Revenu à lui, il lui dit en pleurant :

« Aujourd’hui que tes yeux sont éteints, comment pourrai-je encore te donner le nom de Kunala ».

« Raconte-moi comment ce visage a été privé de la lumière de ses beaux yeux, comme le ciel auquel la chute de la lune aurait enlevé sa splendeur.

J’ai commis jadis quelque faute, répondit Kunala, et c’est sous l’influence de cette faute que je suis revenu en ce monde, puisque mes yeux ont été la cause de mon malheur. »

Mais Açoka apprit que ce crime était l’œuvre, de Tichya-Kachita et il la menaça des plus affreux supplices. Kunala plein de compassion dit à son père :

« Agis conformément à l’honneur et ne tue pas une femme.

Ô roi, je n’éprouve aucune douleur ; mon cœur n’a que de la bienveillance pour ma mère qui m’a fait arracher les yeux.

Puissent, au nom de la sincérité de ces paroles, mes yeux redevenir tels qu’ils étaient auparavant. »

Lorsqu’il eut prononcé ces mots, ses yeux reparurent avec leur premier éclat.

Néanmoins le roi Açoka fit mourir Tachya Rachita par le feu et massacrer les habitants de Takahachita.

Les Religieux demandèrent à Upagupta, le membre le plus savant ou le plus voyant de l’Assemblée des parfaits, et qui fut aussi un des patriarches du Bouddhisme, quelle action avait commise Kunala pour que les yeux lui fussent arrachés, il répondit :

Jadis un chasseur surprit au fond d’une caverne dans la montagne de l’Himmalaya, cinq cents gazelles et les prit toutes dans un filet, puis il leur creva les yeux pour les empêcher de s’échapper.

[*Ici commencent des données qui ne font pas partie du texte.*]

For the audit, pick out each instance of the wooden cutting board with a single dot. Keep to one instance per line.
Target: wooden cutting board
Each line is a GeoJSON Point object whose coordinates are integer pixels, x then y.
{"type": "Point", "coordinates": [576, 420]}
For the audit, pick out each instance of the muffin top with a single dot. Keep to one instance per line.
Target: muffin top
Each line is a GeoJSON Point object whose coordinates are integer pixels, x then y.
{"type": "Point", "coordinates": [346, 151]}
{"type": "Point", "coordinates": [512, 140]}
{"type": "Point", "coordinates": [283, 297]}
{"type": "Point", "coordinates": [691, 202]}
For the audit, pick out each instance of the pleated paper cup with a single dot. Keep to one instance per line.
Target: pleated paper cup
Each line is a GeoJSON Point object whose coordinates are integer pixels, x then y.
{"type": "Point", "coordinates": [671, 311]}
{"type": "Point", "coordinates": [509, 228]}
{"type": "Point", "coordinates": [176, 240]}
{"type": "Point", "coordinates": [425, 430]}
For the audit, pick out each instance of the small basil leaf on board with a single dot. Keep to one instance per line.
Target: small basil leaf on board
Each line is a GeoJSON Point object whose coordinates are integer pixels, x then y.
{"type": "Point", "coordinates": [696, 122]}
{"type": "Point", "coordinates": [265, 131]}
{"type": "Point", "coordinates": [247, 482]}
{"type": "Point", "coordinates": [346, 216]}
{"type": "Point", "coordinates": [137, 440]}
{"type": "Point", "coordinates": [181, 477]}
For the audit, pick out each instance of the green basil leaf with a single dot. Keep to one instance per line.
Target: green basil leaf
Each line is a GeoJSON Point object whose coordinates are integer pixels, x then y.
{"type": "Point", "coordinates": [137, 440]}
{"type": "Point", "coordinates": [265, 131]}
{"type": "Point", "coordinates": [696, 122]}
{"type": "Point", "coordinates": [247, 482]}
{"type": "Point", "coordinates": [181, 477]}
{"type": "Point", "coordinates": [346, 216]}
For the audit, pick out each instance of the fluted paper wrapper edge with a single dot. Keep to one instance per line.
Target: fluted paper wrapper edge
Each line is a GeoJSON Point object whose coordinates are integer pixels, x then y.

En punition de cette action, Kunala, car c’était lui-même, a souffert les douleurs de l’enfer pendant plusieurs centaines d’années ; puis, pour achever d’expier sa faute, il a eu les yeux arrachés dans 500 existences en sa qualité d’homme.

  1. Ces vers sont très populaires, le chant et la poésie sont universellement admirés.
  2. On voit qu’Açoka, ou au moins l’auteur de cette légende, avait conservé les préjugés brahmaniques sur les personnes dont la vue ou la rencontre porte malheur.